Lang and Sun (2012) point out that the openness of China’s A-share market and bond market is only 0.8 percent, which is the lowest among emerging economies. The stock markets of other emerging economies have openness of 26 percent on average, and 13 percent for bond markets. The gap in opening up between China and other emerging economies is huge. One reason may be because China’s government is taking a gradual approach to opening China’s capital markets. For example, with the approval of both the State Council and CSRC, Chinese financial companies can undertake transactions in overseas futures markets for the purposes of hedging. But the products they trade have to be approved by MOFCOM. There has been a worldwide trend to open up capital markets and encourage financial firms to go global. But Chinese firms are still quite weak in their competitiveness and international experience. In the banking field, domestic banks pay more attention to the innovation of financial products and services than to innovative internal mechanisms. China needs a strategy to open its capital market. Besides, in opening up China’s capital markets, China’s private firms, which are always at a disadvantage compared with SOEs in financial markets, should not be forgotten. When foreign investors ask for national treatment, Chinese private firms and investors should be borne in mind. The opening up of Chinese capital markets has two meanings: one is to open up the capital markets to domestic firms, particularly private firms; the other is to open them up to the world and foreign investors.

Summary

An efficient and developed capital market needs to be an opened market. As with China’s economic reform, China’s capital markets are being opened with a gradual strategy and under government planning and control. The openness follows the roadmap: China first opened the markets to foreign investors and let them enter China’s capital markets, and then allowed Chinese investors to go outside to invest. Chinese investors, investment banks and financial institutions are going global. They normally use Hong Kong as a bridge, through which they go global and also learn experience of going global. They establish offices and branches in Hong Kong. Hong Kong has been the largest and most important market for Chinese firms going global.

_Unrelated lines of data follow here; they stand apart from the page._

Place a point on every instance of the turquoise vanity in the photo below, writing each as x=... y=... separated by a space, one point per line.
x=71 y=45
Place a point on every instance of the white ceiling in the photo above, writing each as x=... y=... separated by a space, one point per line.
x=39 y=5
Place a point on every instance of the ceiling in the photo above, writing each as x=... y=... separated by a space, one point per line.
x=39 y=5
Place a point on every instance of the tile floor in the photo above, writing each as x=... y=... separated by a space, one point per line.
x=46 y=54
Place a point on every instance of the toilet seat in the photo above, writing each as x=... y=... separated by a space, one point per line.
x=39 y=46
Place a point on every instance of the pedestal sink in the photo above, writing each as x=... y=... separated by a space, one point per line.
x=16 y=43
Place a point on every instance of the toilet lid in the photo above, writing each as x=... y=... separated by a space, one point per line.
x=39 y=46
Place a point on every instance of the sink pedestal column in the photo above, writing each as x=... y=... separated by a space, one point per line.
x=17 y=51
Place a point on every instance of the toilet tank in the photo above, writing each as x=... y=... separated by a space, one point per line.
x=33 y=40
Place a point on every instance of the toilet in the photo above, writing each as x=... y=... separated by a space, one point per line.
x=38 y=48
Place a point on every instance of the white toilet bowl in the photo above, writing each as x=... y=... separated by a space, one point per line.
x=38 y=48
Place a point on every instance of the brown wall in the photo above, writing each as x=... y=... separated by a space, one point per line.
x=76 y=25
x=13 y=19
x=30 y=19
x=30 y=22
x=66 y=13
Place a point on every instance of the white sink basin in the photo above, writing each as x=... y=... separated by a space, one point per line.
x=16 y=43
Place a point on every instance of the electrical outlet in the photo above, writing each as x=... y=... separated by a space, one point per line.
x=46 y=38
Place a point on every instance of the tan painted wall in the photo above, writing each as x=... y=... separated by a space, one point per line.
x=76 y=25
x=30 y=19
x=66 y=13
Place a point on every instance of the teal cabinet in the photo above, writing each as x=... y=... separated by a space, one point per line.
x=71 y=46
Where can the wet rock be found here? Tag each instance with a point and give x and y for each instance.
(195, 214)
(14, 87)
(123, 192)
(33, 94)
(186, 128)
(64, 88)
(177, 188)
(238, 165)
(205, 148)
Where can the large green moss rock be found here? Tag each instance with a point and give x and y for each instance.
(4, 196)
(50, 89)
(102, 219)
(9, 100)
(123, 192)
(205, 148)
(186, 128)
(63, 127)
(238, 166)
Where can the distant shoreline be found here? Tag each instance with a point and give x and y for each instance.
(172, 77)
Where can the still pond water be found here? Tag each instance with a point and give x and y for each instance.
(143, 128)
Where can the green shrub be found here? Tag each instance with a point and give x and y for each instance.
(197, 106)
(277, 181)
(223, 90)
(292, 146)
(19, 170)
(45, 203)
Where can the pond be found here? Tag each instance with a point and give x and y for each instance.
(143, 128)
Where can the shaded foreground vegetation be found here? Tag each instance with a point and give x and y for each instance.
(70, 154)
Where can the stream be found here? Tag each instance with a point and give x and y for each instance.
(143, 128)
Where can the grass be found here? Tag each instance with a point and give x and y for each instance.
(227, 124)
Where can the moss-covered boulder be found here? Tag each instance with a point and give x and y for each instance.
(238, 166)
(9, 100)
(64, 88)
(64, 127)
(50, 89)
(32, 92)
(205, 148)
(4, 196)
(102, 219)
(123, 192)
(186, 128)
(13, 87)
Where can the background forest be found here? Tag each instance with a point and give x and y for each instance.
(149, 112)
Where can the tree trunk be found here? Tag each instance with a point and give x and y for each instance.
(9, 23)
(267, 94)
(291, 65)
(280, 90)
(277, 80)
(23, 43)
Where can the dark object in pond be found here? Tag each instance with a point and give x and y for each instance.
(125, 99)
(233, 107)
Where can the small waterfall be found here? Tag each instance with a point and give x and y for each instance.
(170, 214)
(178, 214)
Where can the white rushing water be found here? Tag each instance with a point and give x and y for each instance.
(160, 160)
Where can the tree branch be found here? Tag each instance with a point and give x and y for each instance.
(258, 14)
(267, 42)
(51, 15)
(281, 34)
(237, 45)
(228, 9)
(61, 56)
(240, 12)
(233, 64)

When discussing the opening up of China’s capital markets, a simple question should be asked first: What is the purpose of opening up? If it is to cause a so-called Catfish Effect or Weever Effect that allows foreign investors to enter China’s capital markets, and by this to improve the efficiency of these markets, foreign investors should have some strength to influence them. However, given quite a small quota compared with the total market value, QFIIs’ influence has been quite limited. Meanwhile, China’s stock exchanges have not so far offered foreign companies an opportunity to raise capital. In addition, the capital markets are strictly regulated. There are requirements and approvals for foreign investments in China’s capital markets and Chinese investments abroad. The opening up of China’s capital markets is still at the beginning stage.

For Chinese financial firms, including securities firms, due to cultural conflicts and shortage of financial professionals for global markets, their performance in going global is still modest. How to overcome cultural differences and develop an appropriate management model and strategy to compete in global capital markets has been a common problem for most Chinese financial firms. Besides, opening up also has another meaning, which is to open the capital markets to China’s private firms and investors. It seems that the authorities are focusing on opening up China’s capital markets to foreign investors and allowing Chinese investors to go global, while ignoring the opening up of China’s capital markets to Chinese private firms.